- Title: JAPAN: THE WORLD'S FIRST IRIS-SCANNING ATM IS INSTALLED IN TOKYO.
- Date: 1st September 1999
- Summary: TOKYO, JAPAN (AUGUST 31, 1999) (REUTERS) GV/CU: EXTERIOR OF TAKEFUJI CORP'S "YEN SHOP" (2 SHOTS) MV: INTERIOR OF CONSUMER LOAN COMPANY AND MAN ENTERING TO REGISTER SV/MV/CU: MAN STARING AT THE CAMERA/ IRIS SCAN ON COMPUTER MONITOR (5 SHOTS) CU: (SOUNDBITE) (Japanese) KENICHI NAGASHIMA SAYING: "Recently there's been an increase in the use of stolen and fraudulent cards, We, at Takefuji, installed these machines in order to prevent (such scams) and make ATMs more user-friendly" SCU: MAN STARES AT SCANNING CAMERAS MV: CLOSE UP OF BLINKING LIGHTS AS SCAN PROCESSES EYE CU/SV: TEN THOUSAND YEN NOTES (APPROXIMATELY 100 U.S. DOLLARS) COMING OUT OF MACHINE (2 SHOTS)
- Embargoed: 16th September 1999 13:00
- Location: TOKYO, JAPAN
- Country: Japan
- Topics: General,Economy,Technology
- Reuters ID: LVA67BMSJTFHIRO9ZKFIUWATI3V0
- Aspect Ratio:
- Story Text: Beauty may be in the eye of the beholder but in Japan it may also hold the key to one's bank account.
A Japanese financial institution has become the first in the world to install iris-scanning automatic teller machines (ATMs).

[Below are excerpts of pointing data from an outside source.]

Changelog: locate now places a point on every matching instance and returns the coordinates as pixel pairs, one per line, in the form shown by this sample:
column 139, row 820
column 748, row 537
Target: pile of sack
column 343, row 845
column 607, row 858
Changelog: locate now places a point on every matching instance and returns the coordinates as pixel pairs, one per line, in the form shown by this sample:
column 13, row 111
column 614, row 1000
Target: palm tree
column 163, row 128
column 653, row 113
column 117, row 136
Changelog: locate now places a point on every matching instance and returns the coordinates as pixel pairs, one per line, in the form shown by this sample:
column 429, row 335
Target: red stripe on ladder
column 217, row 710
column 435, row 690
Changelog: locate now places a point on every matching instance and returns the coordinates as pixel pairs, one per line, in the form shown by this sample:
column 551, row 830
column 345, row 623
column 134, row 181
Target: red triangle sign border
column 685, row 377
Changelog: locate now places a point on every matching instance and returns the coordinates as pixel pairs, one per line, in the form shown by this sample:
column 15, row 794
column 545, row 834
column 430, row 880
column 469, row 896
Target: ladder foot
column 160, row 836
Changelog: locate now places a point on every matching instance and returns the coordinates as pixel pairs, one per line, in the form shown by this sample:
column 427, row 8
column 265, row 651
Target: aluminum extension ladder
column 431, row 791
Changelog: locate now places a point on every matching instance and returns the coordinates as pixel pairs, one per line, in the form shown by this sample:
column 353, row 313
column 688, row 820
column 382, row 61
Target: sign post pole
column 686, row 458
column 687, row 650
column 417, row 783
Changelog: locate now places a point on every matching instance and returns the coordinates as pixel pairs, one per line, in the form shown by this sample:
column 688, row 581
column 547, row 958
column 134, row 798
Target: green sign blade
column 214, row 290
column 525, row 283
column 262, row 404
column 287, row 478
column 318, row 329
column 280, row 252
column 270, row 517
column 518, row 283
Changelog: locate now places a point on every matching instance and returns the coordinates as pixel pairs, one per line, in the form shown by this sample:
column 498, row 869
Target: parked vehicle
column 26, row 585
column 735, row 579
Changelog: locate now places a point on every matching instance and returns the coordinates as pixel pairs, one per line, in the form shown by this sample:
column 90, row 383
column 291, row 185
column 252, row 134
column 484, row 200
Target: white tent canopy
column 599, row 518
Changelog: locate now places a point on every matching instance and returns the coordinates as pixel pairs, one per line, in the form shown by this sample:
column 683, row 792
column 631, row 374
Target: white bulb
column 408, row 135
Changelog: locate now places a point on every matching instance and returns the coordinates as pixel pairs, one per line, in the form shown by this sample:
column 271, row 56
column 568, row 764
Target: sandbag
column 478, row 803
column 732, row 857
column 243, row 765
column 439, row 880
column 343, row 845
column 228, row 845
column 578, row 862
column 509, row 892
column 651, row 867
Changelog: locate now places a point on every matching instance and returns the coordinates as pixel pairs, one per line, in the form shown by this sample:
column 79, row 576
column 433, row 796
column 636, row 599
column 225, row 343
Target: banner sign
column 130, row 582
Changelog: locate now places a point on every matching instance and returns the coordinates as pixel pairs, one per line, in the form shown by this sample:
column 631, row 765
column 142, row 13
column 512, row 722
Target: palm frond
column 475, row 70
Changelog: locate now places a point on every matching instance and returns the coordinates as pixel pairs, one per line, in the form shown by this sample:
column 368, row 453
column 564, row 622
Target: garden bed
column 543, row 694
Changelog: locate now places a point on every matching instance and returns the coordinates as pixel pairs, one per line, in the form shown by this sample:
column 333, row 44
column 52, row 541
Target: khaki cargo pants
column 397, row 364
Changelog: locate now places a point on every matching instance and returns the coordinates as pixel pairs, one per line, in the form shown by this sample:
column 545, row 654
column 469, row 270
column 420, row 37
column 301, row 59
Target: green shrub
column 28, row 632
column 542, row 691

Takefuji Corp, a consumer loan company, has become the first commercial institution in the world to install iris scans as a means to check a person's identity so now, that glint in your eye may now have the colour of money.
Forget access codes, forget high-tech chip cards -- to get the latest loan in Japan all you have to do is stare at the automatic teller machine (ATM).
The process is simple.At the shop counter,you register a snapshot of your eye, which is promptly recorded into the computer's database.Once that's done, type in your birth date at the cash dispenser and look into the scanning cameras.It takes only two seconds for the computer to check your iris and in a blink of an eyelid, your cash is ready.
The technology, called iris-based biometrics identification, actually originated from the U.S.however in 1995, Oki Electric Industry bought the rights, and first put it to use during the Nagano Winters Olympics of 1998 as part of the game's security measures.
The iris is aptly suited for such use as no two irises are alike.In fact, this system is considered even more accurate than fingerprint or palm print technology with a potential error rate in ID checks estimated at one in 10 billion.
"We, at Takefuji, installed these machines in order to prevent (frauds and scams) and to make ATMs more user-friendly," said Takefuji's Kenichi Nagashima.
Takefuji Corp is now looking at expansion.It has installed six iris scan machines in major cities nationwide and plans for it to eventually replace all its ATMs.